Greatest Common Factor
Yet, with all that said, I hope to move as well as I can towards a more differentiated, project base math class. I had hoped to teach this lesson yesterday, but a needed review of solid figures model making took precedence, but today we'll try a mini version as we step into fraction study. I'll begin by reviewing factors and finding common factors, then the greatest common factor. We'll use venn diagrams, lists, and discussion as part of the introduction.
After that I'll have students work in like-skill, friendly groups to figure out which numbers between 0-50 share the most factors. As students embark on that investigation, I'll encourage them to use some or all of the following problem solving strategies:
- make charts
- look for patterns
- consider a systematic strategy so you don't miss any numbers
- consider eliminating some numbers right away (which numbers and why)

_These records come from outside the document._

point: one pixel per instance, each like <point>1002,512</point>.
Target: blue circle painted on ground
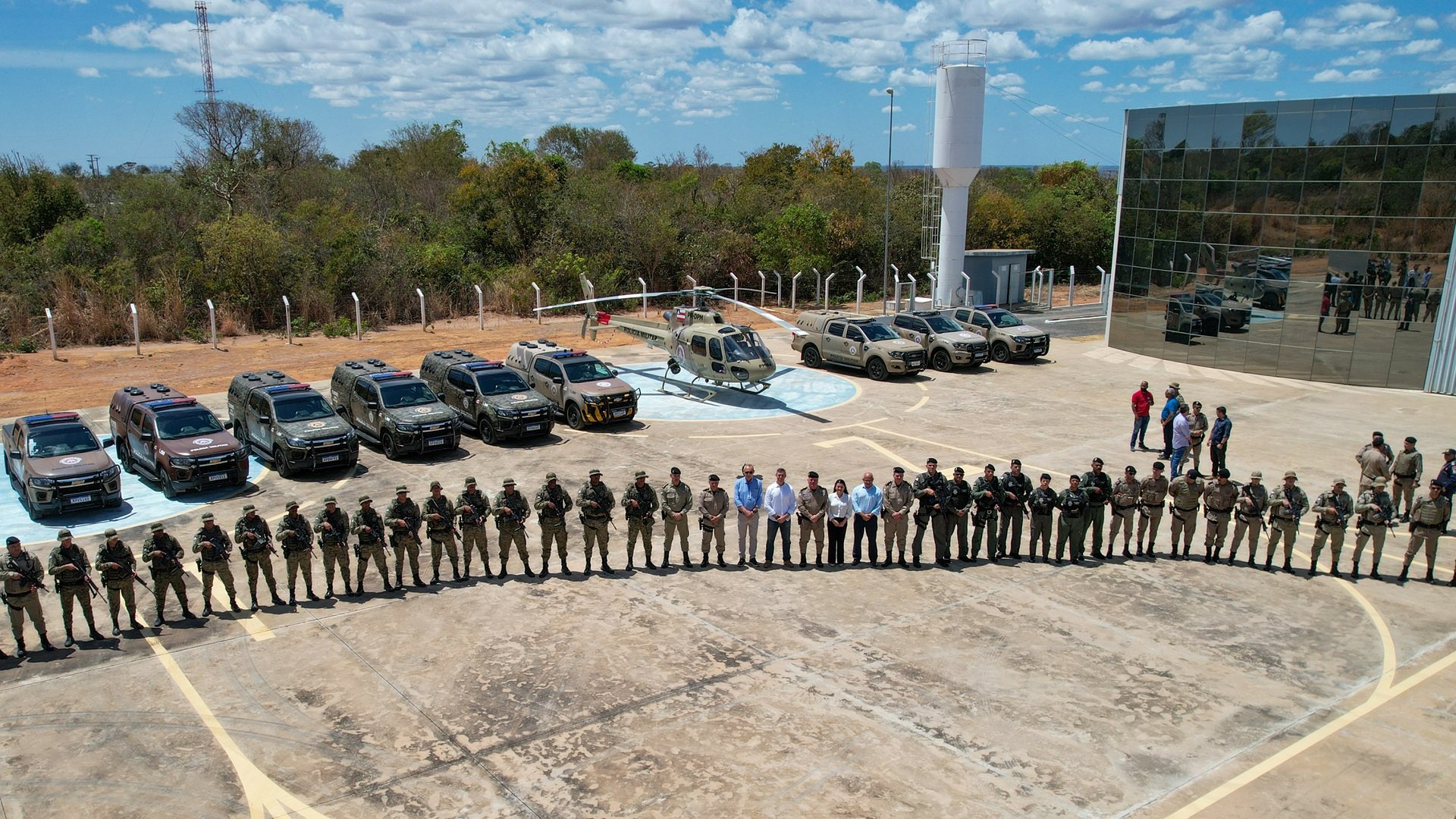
<point>140,503</point>
<point>792,391</point>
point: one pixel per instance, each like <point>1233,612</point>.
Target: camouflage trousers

- can you think of an algorithm or set of steps to easily figure out the numbers between 50-100 that share the most factors?
As students tackle the problem, I'll observe how various groups attack the problem. I'll watch for team skills, mathematical thinking, use of structure such as charts and lists, and systematic process.
Lowest Common Multiple
Tomorrow we'll look for lowest common multiples (LCMs) by listing 10 multiples for each number from 1-25. Then we'll highlight common multiples. After that we'll look for patterns, trends, and rules related to this with the questions, "What do you notice?"
Practice and Review
On Wednesday we'll have a catch-up day when students organize supplies including scissors, tape, colored pencils, sharpies, and sharpeners for upcoming fraction study and review the concepts introduced with online activities.
Fraction Vocabulary and Models
On Thursday and Friday, we'll review fraction language and models.
The following Monday, I'll introduce students to fraction operations using story and models.